Under these circumstances it may well be asked, how is one mass of non-nucleated protoplasm to be distinguished from another? why call one "plant" and the other "animal"?
The only reply is that, so far as form is concerned, plants and animals are not separable, and that, in many cases, it is a mere matter of convention whether we call a given organism an animal or a plant. There is a living body called _Æthalium septicum_, which appears upon decaying vegetable substances, and, in one of its forms, is common upon the surfaces of tan-pits. In this condition it is, to all intents and purposes, a fungus, and formerly was always regarded as such; but the remarkable investigations of De Bary have shown that, in another condition, the _Æthalium_ is an actively locomotive creature, and takes in solid matters, upon which, apparently, it feeds, thus exhibiting the most characteristic feature of animality. Is this a plant; or is it an animal? Is it both; or is it neither? Some decide in favour of the last supposition, and establish an intermediate kingdom, a sort of biological No Man's Land for all these questionable forms. But, as it is admittedly impossible to draw any distinct boundary line between this no man's land and the vegetable world on the one hand, or the animal, on the other, it appears to me that this proceeding merely doubles the difficulty which, before, was single.
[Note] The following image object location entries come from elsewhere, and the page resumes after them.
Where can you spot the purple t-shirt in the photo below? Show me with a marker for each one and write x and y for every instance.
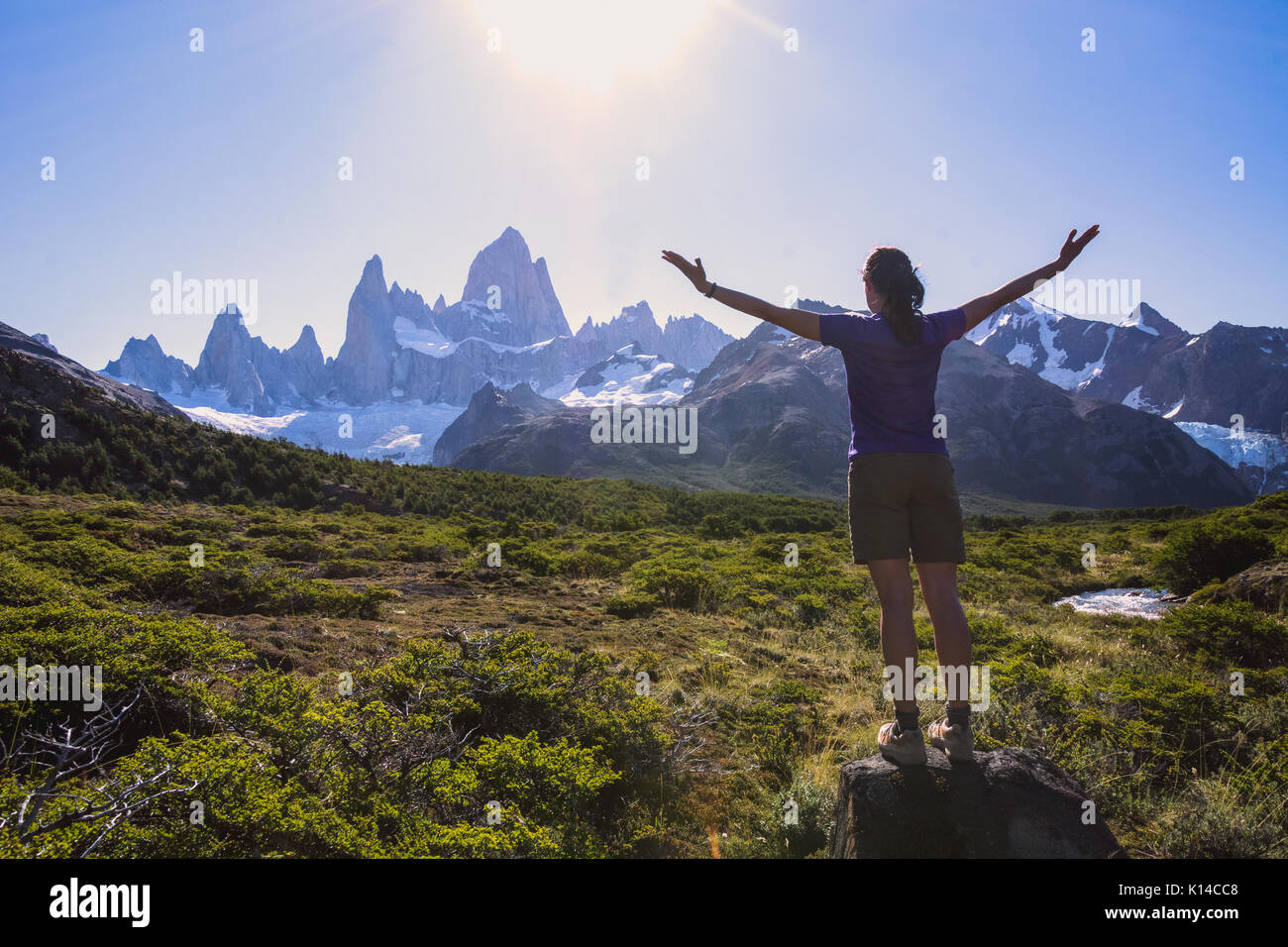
(892, 385)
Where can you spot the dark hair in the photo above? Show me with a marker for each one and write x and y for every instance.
(893, 275)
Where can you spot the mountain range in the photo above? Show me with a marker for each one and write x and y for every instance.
(1043, 406)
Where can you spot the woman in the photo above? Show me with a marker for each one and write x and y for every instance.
(902, 489)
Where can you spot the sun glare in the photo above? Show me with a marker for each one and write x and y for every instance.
(590, 43)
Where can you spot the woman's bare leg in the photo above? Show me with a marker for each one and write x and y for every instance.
(952, 634)
(898, 638)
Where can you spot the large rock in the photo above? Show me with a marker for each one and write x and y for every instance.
(1010, 804)
(1265, 585)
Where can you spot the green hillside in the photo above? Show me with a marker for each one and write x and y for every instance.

Protoplasm, simple or nucleated, is the formal basis of all life. It is the clay of the potter: which, bake it and paint it as he will, remains clay, separated by artifice, and not by nature, from the commonest brick or sun-dried clod.
Thus it becomes clear that all living powers are cognate, and that all living forms are fundamentally of one character. The researches of the chemist have revealed a no less striking uniformity of material composition in living matter.